Aziyadé KHADRAOUI , Université d'Annaba

RÉSUMÉ

Les outils asynchrones et travail collaboratif au service de la mise en place de l’Apprendre à apprendre : retour d’expériences

Il nous semble indéniable, à l’aire du foisonnement des grandes technologies dans différents domaines, en l’occurrence celui de l’apprentissage, d’occulter l’utilisation des TICE (Technologies de l’Information et de la Communication en Education) du champ de la didactique pour l’intégration de l’Apprendre à apprendre. Ainsi, à travers les multimédias sous toutes ses formes, et davantage les plateformes techno-pédagogiques, en open office qu’offrent Internet, une multitude d’interactions des apprenants dans les blogues ou les carnets d’apprentissage seront étudiées.

Plus précisément, nous nous demandons dans quelle mesure l’aspect social du Web 2 (Ollivier et Puren 2011) peut enrichir un environnement d’apprentissage pour soutenir la dimension sociale en autoformation. Concrètement, nous nous intéressons à un dispositif d’autoformation accompagnée visant l’autonomisation des apprenants dans le cadre de leur apprentissage d’un e langue étrangère, le français.

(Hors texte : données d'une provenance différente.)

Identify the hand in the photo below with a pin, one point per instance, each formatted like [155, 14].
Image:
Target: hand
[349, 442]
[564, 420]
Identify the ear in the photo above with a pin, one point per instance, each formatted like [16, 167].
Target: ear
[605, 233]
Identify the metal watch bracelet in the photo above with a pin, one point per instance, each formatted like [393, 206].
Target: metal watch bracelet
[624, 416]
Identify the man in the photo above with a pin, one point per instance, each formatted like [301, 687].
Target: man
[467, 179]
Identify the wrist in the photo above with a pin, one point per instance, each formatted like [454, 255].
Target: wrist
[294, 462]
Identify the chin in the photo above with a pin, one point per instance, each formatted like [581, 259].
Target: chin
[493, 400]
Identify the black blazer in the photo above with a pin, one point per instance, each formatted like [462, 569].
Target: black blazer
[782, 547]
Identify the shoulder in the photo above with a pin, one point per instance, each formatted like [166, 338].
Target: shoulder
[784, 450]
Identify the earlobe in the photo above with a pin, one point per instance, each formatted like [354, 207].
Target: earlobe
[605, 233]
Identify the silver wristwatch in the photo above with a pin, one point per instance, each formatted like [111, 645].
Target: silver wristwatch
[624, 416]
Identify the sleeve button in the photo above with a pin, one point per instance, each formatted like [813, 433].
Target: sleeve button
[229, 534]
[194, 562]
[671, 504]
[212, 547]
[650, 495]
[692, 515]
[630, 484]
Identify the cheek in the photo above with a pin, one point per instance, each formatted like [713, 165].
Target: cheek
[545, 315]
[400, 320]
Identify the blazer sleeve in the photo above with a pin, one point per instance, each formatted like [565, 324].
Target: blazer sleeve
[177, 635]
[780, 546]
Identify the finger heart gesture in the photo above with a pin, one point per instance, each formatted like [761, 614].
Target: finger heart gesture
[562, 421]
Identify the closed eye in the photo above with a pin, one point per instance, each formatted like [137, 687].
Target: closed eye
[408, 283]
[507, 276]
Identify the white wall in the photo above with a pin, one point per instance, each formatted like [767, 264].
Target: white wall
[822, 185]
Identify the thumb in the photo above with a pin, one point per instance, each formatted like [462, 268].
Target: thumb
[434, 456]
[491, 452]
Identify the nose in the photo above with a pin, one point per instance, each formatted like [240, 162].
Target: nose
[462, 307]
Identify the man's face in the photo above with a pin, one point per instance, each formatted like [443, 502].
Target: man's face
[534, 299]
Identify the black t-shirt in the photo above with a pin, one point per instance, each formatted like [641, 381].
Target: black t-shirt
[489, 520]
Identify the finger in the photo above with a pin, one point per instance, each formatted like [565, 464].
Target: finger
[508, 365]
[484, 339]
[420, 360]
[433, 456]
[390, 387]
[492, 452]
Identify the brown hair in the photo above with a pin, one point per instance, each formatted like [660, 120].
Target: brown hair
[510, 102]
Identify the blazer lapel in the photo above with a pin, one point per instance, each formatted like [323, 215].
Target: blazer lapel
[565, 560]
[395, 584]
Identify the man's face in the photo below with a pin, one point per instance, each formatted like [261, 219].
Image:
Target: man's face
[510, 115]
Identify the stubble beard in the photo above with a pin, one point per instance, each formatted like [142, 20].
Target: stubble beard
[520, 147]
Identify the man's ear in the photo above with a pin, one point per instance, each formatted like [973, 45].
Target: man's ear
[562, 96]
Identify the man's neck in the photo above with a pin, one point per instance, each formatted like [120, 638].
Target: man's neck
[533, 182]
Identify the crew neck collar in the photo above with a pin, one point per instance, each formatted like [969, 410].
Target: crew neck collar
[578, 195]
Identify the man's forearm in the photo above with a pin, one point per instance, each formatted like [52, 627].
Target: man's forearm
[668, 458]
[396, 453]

Nous appuyant sur le concept de l’évolution sociale de l’autonomie (Little 2012 et Lewis 2013), nous proposons lors de cette communication de vous présenter les résultats d’une expérience effectuée auprès d’un groupe d’étudiants inscrit au CEIL (Centre d’enseignement intensif des langues) de l’université d’Annaba intégré dans un dispositif hybride d’autoformation accompagné.

L’objectif de notre étude est de démonter les effets sociaux de l’apprentissage en autonomie intégrant le web2 sur le développement des compétences métacognitives en présence sociale. Nous nous appuierons pour cela sur les travaux de Grobois (2012) ainsi que sur la grille d’analyse de Garrison et Anderson (2003).